Thursday, 5 February 2015

Ethan Gannaway: Cock on a Column: Art, Ambrose, and Audience

Scholars have noted well the influence of the great Roman authors on Ambrose, citing especially and justly Vergil and Cicero.  Ambrose himself cites and references poets and philosophers, both specifically and generally.  Yet, research has tended to ignore art and its relationship with Ambrose.  In fact, when art appears in Ambrosian studies, scholars use it to show how Ambrose affected the art.  The best example of this practice is the late-fourth century Brescia casket.  The richly decorated ivory reliquary boasts a grand and complicated program of images, deciphered through the help of Ambrose’s works.

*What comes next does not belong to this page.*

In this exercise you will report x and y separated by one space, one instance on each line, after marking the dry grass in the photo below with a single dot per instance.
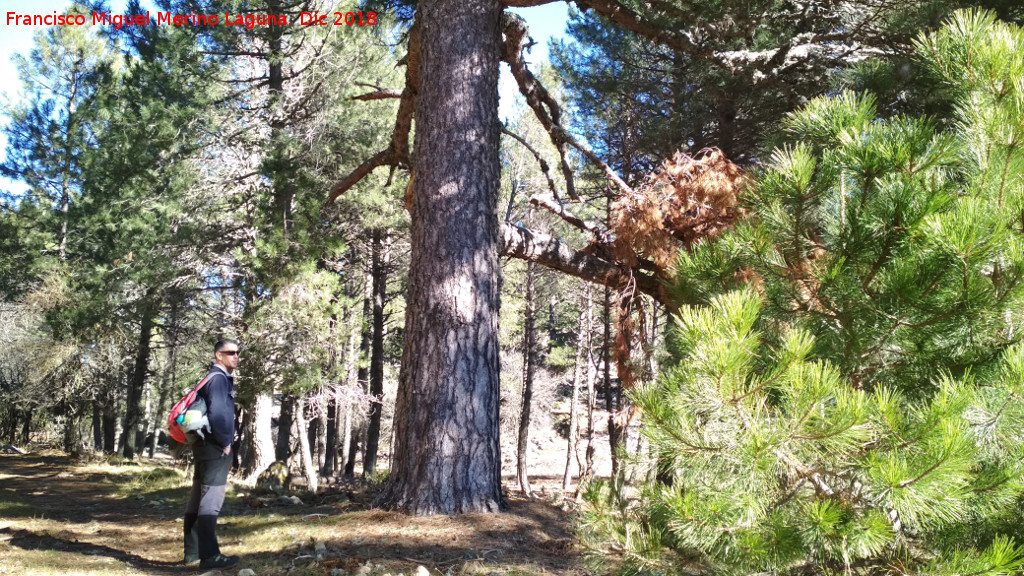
105 519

This paper, however, examines a specific and nebulous image from the Brescia casket, the so-called cock on the column, and what it says about the cock as portrayed in Ambrose’s hymn, Aeterne rerum conditor, and in his exegetical work, Hexameron 5.24.  By looking at the image’s received tradition, directly from sarcophagi and catacombs and indirectly from sources such as mosaic comparanda, one finds a nuanced meaning for the cock’s appearance on the Brescia casket and for its meaning for the viewer.  The discoveries in turn lead to lesser-studied authors in Ambrosian research, such as Lucian or Avienus.  The result is a polyvalent meaning for this image and an argument to cite the artistic tradition like the literary.  The image of the cock on the column provides an unused but valuable source to decipher the fuller significance of the cock’s role for Ambrose and his audience.